In the book and the movie The Natural, the main character wants nothing more than to walk down the street and have people say, “There goes Roy Hobbs, the best there ever was.” Who was the best baseball player you ever saw?
That was a great book, and let me take this opportunity to recommend it to folks who only saw the movie. It’s such a rich story, and – spoiler alert – the book has a much different ending.
The best player of my lifetime was Barry Bonds, and nobody else was close. You might make an argument for Henry Aaron or Willie Mays, and I only got to see each of them at the tale end of their careers. But for my money, nobody was as uniquely great as Bonds was in every facet of the game. A disciplined hitter. Tremendous power. Great speed both in the outfield and on the base paths, but more than just raw talent. Kind of prickly, yes, and tainted by steroids, but the best I ever saw.
A guy like Mike Trout might surpass him, and he is certainly off to a great start. But the hardest part is continuing to play well into your thirties and beyond. We’ll just have to wait and see where he ends up.
Our final question is really just a collection of short answers…
What was your favorite baseball team growing up?
I grew up in Cincinnati in the 1970s so I was and remain a huge fan of the Reds. I fell in love with baseball when I was listening to Reds games on the radio in my bedroom every night, following along and looking at baseball cards to learn more about the players.
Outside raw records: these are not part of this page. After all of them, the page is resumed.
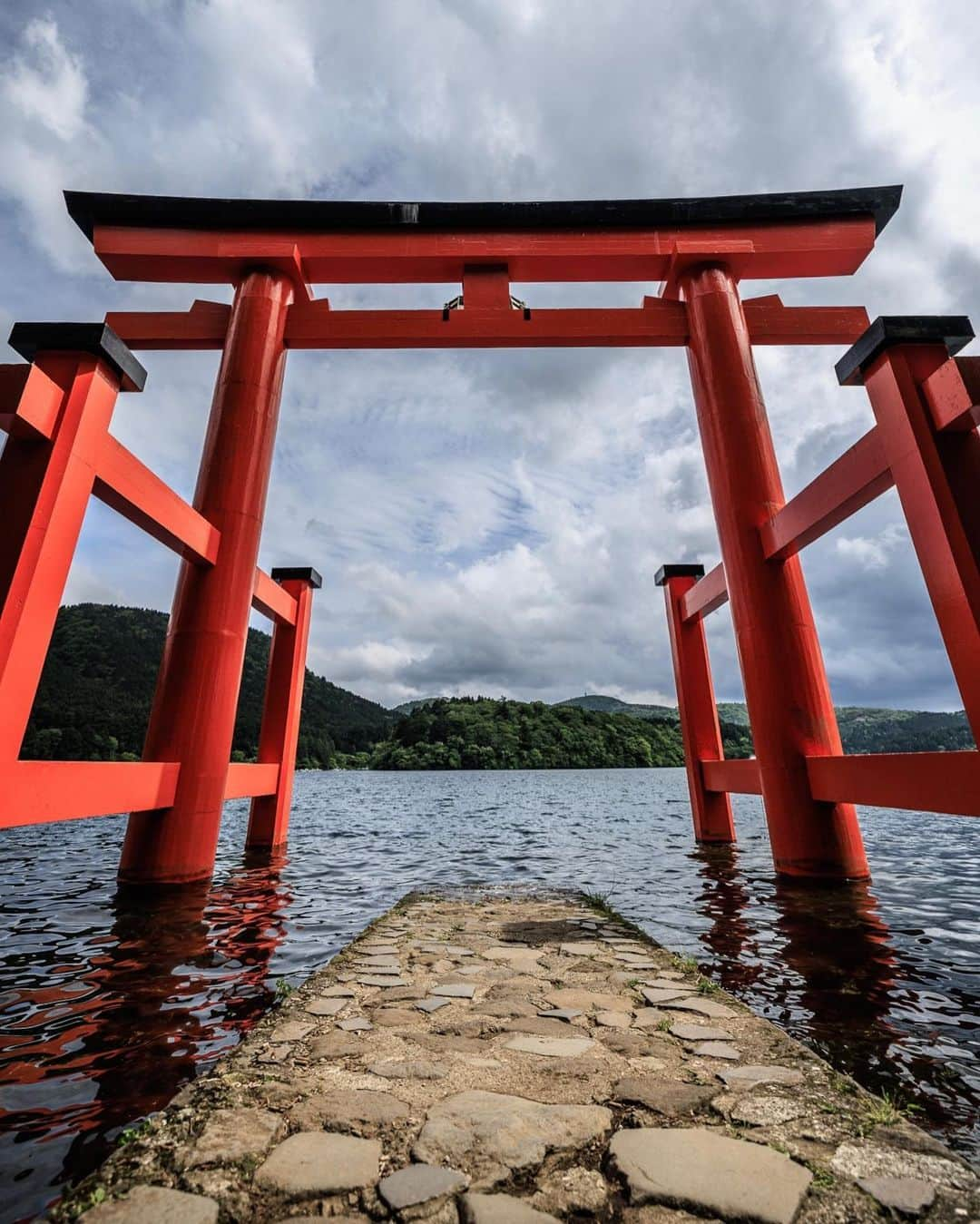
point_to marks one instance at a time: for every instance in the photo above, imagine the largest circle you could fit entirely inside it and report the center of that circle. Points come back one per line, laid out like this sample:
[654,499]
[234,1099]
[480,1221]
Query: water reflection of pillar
[724,898]
[182,974]
[839,947]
Who was your favorite player?
I first got interested in baseball as a young kid while following Henry Aaron’s pursuit of the all-time home run record. He retired a few years later and as I said, I only got to see the tail end of his career. As a Reds fan in the 1970s, Pete Rose was my favorite, and later it was their great centerfielder Eric Davis.
What is your most prized collectible?
I’m not really much of a memorabilia collector, but I have way too many baseball books. I have some really old ones and some autographed by writers I really admire.
Who is your favorite musical group or artist?
Grew up listening to the Beatles and Bob Dylan, but I love all kinds of music. The Beastie Boys have always been one of my favorites. During the pandemic, I’ve been listening to a lot of the contemplative songs of Wilco. They seem to speak to the experience we’re all going through, for me at least.
What is your favorite food (if it is pizza, what is your favorite pizza restaurant)?
Have always been a sucker for a good cheese burger, and Five Guys is my current favorite. I always loved Skyline Chili, too, which is a Cincinnati landmark but probably little known elsewhere. I haven’t lived in Cincinnati for nearly thirty years now, and it’s hard to get that authentic Cincinnati-style chili anywhere else.
Please share anything else you’d like with our audience…
Thanks for the invitation, and lets hope we can get through this pandemic so we can all get back out to the ballpark.
This was so great. We appreciate that you took this time with us. Keep up the great work. It’s people like you that provide so much to the people who love this sport.